The centre of the city is closed to through-traffic, although buses, taxis and residents with appropriate permits are allowed in. This area is commonly referred to as the ZTL (Zona Traffico Limitato), which is divided into five subsections.[citation needed] Residents of one section, therefore, will only be able to drive in their district and perhaps some surrounding ones. Cars without permits are allowed to enter after 7.30 pm, or before 7.30 am. The rules shift during the tourist-filled summers, putting more restrictions on where one can get in and out.

In an effort to reduce air pollution and car traffic in the city, a multi-line tram network called Tramvia is under construction. The first line began operation on 14 February 2010 and connects Florence's primary intercity railway station (Santa Maria Novella) with the southwestern suburb of Scandicci. This line is 7.4 km (4.6 mi) long and has 14 stops. The construction of a second line began on 5 November 2011, construction was stopped due to contractors' difficulties but should restart in a few months, completion is now previewed in 2017. This second line will connect Florence's airport with the city centre. A third line (from Santa Maria Novella to the Careggi area, where are the most important hospitals of Florence) has gained governmental approval, its construction will follow the second line's timeline.

Railway station

Firenze Santa Maria Novella railway station is the main national and international railway station in Florence and is used by 59 million people every year. The building, designed by Giovanni Michelucci, was built in the Italian Rationalism style and it is one of the major rationalist buildings in Italy. It is located in Piazza della Stazione, near the Fortezza da Basso (a masterpiece of the military Renaissance architecture[71]) and the Viali di Circonvallazione, and in front of the Basilica of Santa Maria Novella's apse, from which it takes its name.
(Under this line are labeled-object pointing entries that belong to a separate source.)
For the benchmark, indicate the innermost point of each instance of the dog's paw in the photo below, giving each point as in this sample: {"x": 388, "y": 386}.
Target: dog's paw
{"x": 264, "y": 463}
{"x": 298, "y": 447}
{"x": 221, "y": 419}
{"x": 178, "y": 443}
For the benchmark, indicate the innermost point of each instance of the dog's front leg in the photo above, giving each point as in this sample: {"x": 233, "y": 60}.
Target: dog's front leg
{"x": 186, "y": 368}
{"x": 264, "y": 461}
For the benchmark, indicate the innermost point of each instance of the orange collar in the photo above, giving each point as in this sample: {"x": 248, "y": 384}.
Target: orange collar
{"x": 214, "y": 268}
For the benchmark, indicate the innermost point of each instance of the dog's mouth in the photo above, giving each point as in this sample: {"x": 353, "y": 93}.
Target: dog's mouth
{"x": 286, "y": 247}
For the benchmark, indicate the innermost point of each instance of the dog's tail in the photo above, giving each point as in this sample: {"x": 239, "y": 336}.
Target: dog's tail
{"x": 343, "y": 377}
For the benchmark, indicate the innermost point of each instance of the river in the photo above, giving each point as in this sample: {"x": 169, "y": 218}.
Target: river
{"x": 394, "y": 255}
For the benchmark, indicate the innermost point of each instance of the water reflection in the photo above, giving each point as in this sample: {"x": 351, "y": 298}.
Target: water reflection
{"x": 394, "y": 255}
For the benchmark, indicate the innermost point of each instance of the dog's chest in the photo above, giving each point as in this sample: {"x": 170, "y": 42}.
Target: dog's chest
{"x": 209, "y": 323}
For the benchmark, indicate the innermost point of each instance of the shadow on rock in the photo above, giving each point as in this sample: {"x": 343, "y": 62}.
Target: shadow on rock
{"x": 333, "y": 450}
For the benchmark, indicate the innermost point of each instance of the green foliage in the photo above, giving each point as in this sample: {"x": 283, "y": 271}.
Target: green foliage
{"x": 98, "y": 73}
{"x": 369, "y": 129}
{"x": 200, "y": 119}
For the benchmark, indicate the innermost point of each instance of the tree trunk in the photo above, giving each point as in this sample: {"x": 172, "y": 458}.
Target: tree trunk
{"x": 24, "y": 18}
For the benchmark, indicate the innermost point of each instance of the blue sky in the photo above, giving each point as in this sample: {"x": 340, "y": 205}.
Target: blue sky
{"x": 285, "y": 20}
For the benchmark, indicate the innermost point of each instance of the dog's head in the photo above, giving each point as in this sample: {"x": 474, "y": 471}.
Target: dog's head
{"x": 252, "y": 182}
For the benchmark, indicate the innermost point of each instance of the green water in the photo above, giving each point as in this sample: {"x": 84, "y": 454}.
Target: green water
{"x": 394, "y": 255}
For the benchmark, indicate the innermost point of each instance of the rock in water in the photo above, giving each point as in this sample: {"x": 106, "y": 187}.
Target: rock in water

A new high-speed rail station is under construction and is contracted to be operational by 2015. It is planned to be connected to Vespucci airport, Santa Maria Novella railway station, and to the city centre by the second line of Florence's tram system, Tramvia, which is currently under construction. The architectural firms Foster + Partners and Lancietti Passaleva Giordo and Associates designed this new rail station.

Florence Airport

Florence's "Amerigo Vespucci" is one of two main airports in the Tuscany region, the other being Galileo Galilei International Airport in Pisa.